Le colloque « Résistance et mémoire » s'est tenu à Lyon en octobre 1992 et a proposé une réflexion plurielle sur « les leçons de la mémoire ». Des extraits du film du procès Barbie ont été projetés, et des personnalités comme Jacques Chaban-Delmas, Pierre Messmer, Claude Cheysson et Michel Noir se sont successivement exprimées sur le problème de l'extinction de la mémoire. « Le révisionnisme joue un rôle de virus, comme un virus détruit la mémoire d'un ordinateur » (P. Messmer).

L'Espagne et la découverte de l'Amérique

Publiés cinq cents ans après la reprise de Grenade aux musulmans par les Rois Catholiques, des travaux d'historiens, notamment Marie-Claude Gerbet, Raphaël Carrasco, Jacques Morice et Carlos Serrano, offrent une vision synthétique de l'histoire espagnole dont la connaissance est profondément renouvelée par les recherches érudites des pensionnaires français de la Casa de Velazquez. Parallèlement, la célébration de 1492 permet à Jean Favier, Bernard Vincent et Jacques Heers de révéler que celle-ci n'était pas fortuite et n'avait été rendue possible que grâce à de puissants moyens financiers et techniques.

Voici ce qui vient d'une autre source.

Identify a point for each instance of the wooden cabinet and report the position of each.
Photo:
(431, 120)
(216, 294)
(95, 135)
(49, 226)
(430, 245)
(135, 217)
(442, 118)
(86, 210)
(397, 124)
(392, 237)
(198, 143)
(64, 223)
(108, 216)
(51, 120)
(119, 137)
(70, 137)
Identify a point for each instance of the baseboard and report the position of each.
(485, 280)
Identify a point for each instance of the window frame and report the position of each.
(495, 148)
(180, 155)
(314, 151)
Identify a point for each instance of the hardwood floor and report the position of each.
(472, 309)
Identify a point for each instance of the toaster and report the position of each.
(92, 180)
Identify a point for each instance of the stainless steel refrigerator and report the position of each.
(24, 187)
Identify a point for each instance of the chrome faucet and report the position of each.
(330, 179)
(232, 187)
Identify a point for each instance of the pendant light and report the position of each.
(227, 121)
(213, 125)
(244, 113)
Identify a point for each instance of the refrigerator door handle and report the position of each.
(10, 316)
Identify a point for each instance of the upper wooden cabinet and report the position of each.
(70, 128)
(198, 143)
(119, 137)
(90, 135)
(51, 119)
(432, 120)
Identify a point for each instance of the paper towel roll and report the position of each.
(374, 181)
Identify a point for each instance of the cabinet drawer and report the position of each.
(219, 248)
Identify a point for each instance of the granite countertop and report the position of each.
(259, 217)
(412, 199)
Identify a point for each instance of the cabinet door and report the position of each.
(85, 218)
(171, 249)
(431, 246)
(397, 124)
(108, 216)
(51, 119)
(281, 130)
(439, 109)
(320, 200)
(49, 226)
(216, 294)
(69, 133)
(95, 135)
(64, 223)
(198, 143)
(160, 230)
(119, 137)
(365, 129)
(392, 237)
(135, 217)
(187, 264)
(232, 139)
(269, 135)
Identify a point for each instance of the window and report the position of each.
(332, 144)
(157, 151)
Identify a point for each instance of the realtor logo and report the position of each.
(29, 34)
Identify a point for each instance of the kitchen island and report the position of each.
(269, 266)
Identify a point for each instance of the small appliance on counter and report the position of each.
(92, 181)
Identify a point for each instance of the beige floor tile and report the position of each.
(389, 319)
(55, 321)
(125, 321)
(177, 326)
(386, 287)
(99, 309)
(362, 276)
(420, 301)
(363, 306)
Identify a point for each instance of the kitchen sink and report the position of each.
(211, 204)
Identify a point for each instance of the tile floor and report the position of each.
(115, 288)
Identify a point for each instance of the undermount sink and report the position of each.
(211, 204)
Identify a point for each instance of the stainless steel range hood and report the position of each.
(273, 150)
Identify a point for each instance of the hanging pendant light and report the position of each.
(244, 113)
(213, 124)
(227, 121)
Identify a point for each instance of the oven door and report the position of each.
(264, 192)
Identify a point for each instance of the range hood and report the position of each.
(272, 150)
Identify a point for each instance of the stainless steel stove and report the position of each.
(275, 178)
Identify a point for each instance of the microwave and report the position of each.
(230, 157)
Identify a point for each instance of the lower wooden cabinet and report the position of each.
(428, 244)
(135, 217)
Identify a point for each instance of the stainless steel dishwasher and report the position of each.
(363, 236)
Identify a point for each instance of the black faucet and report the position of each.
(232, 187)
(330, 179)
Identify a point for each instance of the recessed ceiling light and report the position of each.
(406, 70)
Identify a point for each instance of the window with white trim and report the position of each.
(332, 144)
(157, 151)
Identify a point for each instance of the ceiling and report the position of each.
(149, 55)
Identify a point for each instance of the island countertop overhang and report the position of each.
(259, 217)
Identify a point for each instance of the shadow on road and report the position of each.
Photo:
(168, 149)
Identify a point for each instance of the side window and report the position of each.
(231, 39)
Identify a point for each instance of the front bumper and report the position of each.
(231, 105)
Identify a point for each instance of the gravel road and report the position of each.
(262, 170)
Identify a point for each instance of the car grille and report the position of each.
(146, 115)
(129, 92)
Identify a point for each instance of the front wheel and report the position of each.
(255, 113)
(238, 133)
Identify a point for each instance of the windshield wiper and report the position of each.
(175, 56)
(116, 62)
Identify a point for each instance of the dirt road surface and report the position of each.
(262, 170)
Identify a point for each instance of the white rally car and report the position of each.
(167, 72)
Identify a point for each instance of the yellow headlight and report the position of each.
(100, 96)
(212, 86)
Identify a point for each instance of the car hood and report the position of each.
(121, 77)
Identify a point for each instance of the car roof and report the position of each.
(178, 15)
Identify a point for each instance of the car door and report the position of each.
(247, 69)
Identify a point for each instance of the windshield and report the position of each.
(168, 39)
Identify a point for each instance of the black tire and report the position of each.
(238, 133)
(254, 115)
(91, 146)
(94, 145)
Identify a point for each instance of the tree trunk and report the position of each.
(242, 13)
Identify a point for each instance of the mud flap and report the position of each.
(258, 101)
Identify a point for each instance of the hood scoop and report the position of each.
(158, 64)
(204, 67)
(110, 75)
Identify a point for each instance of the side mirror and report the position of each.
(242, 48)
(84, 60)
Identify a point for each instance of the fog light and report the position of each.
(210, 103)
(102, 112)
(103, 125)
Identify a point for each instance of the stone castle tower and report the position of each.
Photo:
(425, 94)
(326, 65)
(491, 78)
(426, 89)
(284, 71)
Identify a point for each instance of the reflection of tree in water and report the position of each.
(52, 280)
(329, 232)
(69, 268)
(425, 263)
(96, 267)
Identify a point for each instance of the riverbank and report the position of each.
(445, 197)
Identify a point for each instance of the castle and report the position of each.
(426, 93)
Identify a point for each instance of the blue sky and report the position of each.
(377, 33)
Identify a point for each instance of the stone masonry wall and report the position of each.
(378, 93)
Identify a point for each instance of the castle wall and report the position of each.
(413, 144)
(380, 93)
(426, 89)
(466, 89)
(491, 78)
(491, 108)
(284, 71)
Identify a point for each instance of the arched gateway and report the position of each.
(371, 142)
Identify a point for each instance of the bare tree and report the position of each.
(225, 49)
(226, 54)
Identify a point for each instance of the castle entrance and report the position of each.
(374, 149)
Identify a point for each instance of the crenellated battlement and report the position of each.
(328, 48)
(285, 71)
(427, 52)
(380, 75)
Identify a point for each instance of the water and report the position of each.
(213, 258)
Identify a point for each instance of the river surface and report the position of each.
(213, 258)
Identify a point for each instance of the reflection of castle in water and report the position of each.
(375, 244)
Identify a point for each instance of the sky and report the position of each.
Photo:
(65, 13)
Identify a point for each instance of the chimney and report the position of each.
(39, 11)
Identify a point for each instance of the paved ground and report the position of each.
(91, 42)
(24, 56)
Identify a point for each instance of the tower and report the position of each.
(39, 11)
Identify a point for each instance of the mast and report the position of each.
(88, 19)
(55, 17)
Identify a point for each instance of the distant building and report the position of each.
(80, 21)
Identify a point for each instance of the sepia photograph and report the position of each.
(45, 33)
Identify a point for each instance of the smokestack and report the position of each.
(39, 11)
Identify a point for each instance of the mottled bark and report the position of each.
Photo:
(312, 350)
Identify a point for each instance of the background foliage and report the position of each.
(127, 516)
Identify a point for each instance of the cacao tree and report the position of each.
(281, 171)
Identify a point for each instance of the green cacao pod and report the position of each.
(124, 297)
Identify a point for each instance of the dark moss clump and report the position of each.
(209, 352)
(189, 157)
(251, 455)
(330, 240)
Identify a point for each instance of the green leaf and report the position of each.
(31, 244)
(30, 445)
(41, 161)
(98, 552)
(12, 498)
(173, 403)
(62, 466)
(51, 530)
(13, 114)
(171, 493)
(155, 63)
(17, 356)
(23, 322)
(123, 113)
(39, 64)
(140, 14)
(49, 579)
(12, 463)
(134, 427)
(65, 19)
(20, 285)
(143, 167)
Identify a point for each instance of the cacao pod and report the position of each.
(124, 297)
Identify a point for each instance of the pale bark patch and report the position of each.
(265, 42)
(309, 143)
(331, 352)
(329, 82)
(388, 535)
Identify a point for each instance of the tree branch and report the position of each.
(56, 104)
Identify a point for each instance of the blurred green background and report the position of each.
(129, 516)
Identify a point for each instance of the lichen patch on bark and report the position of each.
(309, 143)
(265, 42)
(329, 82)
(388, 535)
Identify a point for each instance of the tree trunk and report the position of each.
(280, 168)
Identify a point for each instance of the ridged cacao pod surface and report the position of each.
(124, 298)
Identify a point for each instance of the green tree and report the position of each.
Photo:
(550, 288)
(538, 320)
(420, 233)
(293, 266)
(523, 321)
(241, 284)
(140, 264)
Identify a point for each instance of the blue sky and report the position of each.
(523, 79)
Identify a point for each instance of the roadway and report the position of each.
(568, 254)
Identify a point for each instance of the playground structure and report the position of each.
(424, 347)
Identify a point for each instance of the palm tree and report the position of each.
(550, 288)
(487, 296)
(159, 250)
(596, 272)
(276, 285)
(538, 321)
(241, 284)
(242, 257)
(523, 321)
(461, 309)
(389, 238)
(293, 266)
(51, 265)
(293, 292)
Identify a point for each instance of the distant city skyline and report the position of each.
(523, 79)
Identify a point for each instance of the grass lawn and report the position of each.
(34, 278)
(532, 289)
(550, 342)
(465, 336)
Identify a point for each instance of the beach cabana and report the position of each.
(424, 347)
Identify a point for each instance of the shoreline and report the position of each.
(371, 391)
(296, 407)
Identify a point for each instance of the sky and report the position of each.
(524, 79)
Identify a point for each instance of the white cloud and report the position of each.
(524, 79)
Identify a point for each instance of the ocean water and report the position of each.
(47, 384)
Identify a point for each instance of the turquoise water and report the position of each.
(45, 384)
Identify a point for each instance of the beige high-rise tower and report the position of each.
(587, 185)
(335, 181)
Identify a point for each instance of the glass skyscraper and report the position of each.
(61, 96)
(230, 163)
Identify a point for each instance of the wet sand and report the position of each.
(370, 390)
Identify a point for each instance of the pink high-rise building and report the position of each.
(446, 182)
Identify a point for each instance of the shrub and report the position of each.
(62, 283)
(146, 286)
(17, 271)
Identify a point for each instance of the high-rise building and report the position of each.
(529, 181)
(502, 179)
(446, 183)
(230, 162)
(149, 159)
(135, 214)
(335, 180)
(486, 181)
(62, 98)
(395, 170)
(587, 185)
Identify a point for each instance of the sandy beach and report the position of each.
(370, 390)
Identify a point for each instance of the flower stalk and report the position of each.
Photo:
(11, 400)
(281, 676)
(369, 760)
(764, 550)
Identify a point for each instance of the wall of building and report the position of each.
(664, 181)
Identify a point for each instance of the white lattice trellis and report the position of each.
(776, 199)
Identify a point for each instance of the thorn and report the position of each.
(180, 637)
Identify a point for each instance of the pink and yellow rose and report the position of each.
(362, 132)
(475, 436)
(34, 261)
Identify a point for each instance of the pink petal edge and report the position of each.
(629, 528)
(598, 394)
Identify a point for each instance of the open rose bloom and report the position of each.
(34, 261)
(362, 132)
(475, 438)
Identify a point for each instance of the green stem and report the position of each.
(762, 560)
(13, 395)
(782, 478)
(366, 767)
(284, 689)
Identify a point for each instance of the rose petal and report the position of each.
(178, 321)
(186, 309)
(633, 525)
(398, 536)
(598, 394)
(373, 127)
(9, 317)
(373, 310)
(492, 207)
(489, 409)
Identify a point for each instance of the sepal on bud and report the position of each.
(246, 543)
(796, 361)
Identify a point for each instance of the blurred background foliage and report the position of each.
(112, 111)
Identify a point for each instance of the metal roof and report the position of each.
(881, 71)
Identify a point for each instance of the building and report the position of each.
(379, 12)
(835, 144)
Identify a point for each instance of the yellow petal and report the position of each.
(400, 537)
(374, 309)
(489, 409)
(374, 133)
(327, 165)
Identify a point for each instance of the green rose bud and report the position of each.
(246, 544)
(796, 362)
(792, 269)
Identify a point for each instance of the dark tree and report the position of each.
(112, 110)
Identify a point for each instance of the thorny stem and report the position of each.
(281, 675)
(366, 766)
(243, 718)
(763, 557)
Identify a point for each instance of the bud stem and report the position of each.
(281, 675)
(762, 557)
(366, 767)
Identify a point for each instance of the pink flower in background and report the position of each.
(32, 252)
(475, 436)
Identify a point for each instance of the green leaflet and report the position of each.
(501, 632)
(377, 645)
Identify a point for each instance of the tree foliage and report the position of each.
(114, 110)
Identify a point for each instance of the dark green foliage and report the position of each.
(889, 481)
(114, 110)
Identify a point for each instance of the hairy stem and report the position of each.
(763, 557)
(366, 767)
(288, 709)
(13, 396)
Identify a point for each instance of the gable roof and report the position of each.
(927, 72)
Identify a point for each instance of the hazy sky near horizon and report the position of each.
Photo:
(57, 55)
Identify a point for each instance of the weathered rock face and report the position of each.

L'Europe sans frontières ?

L'Europe issue des accords de Maastricht, l'Europe, peut-elle avoir un passé et donc une histoire ? Né en Angleterre d'un père français et d'une mère norvégienne, Frédéric Delouche en est naturellement convaincu. Dès 1988, il fait partager cette conviction à plusieurs éditeurs européens, qui mobilisent douze professeurs de nationalités différentes pour rédiger le premier manuel scolaire de l'Histoire de l'Europe (Hachette Education) : un ouvrage qui oblige chaque auteur à relativiser les apports de son pays à la culture commune d'un continent en voie de dilatation politique, de l'Atlantique à l'Oural.

Les archives de l'ex-URSS

La dislocation de l'URSS et la disparition des démocraties populaires rendent accessibles aux historiens plusieurs fonds d'archives, dont le dépouillement doit permettre d'enrichir et sans doute de modifier très profondément notre connaissance du xxe siècle. Encore faut-il cependant qu'ils ne soient pas exploités par leurs détenteurs à des fins purement politiciennes... C'est notamment le cas pour certaines archives du PCUS et du KGB dont la diffusion est l'un des épisodes de l'affrontement entre B. Eltsine et M. Gorbatchev, à qui l'on cherche à faire endosser la responsabilité des crimes du Parti. Est ainsi définitivement prouvée la responsabilité de l'URSS dans le massacre de Katyn, attribué depuis cinquante ans aux troupes nazies (exécution de près de 26 000 Polonais en 1940) et dans la destruction du Boeing sud-coréen en 1983.